Les jeunes Afghanes partent étudier en Iran après l’interdiction des talibans
Un nombre croissant de familles afghanes ont trouvé refuge en Iran, après que le gouvernement taliban est revenu sur sa promesse d’autoriser les filles à aller à l’école au mois de mars.
Après le retrait américain d’août 2021 et le retour au pouvoir des talibans, ces derniers avaient dit et répété aux filles afghanes initialement exclues des classes pendant six mois à cause de l’agitation dans le pays qu’elles pourraient retourner en cours au début de la nouvelle année scolaire, au mois de mars.
« Ils toisaient les filles et leur disaient : “Rentrez chez vous. Étudier jusqu’à ce niveau devrait être suffisant pour vous toutes” »

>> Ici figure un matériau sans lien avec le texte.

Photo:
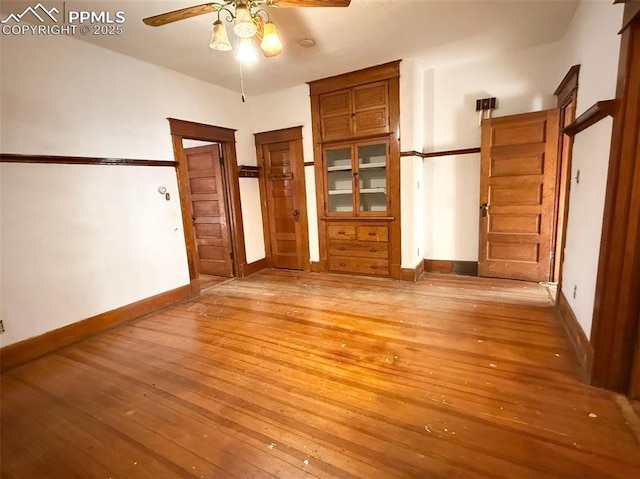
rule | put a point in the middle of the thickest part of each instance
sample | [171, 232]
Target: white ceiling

- Nilofar, enseignante à Hérat
Or le mercredi 23 mars, alors que des dizaines d’adolescentes reprenaient le chemin de l’école dans tout le pays, les talibans sont revenus sur leur décision à la dernière minute. Les gardes talibans postés devant les écoles leur en ont interdit l’entrée, laissant les élèves en larmes rentrer chez elles, les livres à la main.
« Ils toisaient les filles et leur disaient : “Rentrez chez vous. Étudier jusqu’à ce niveau devrait être suffisant pour vous toutes” », se rappelle Nilofar (31 ans), enseignante dans la province occidentale de Hérat.
Attentats de l’État islamique contre les écoles
Des sources de Middle East Eye dans la ville de Machhad, au nord-est de l’Iran, rapportent que les inscriptions dans les écoles accueillant des réfugiés afghans ont augmenté ces sept dernières semaines, en particulier pour les jeunes filles.
Le directeur de l’une de ces écoles précise que si l’éducation n’est peut-être pas la raison première qui a amené ces Afghans en Iran, c’est un facteur important.
« Il y a des problèmes substantiels d’insécurité et d’économie », explique le chef d’établissement, qui n’a pas souhaité être nommément identifié.
« Mais si l’éducation n’est pas la raison première pour laquelle ces familles sont venues ici, cette raison est assurément haut placée. »
Ces derniers mois, des forces ayant fait allégeance au groupe État islamique (EI) mènent des attaques de plus en plus hardies contre des écoles, des centres éducatifs et des lieux de culte dans plusieurs provinces d’Afghanistan.
Les talibans avaient pourtant maintes fois affirmé qu’une fois au pouvoir et l’occupation américaine terminée, la sécurité reviendrait dans le pays.
Mais selon une organisation internationale, près de 20 millions d’Afghans, soit 47 % de la population, sont confrontés à l’insécurité alimentaire en raison de la récession, de la sécheresse, des réductions d’aide et du gel par Washington de milliards d’actifs afghans après le retour au pouvoir des talibans.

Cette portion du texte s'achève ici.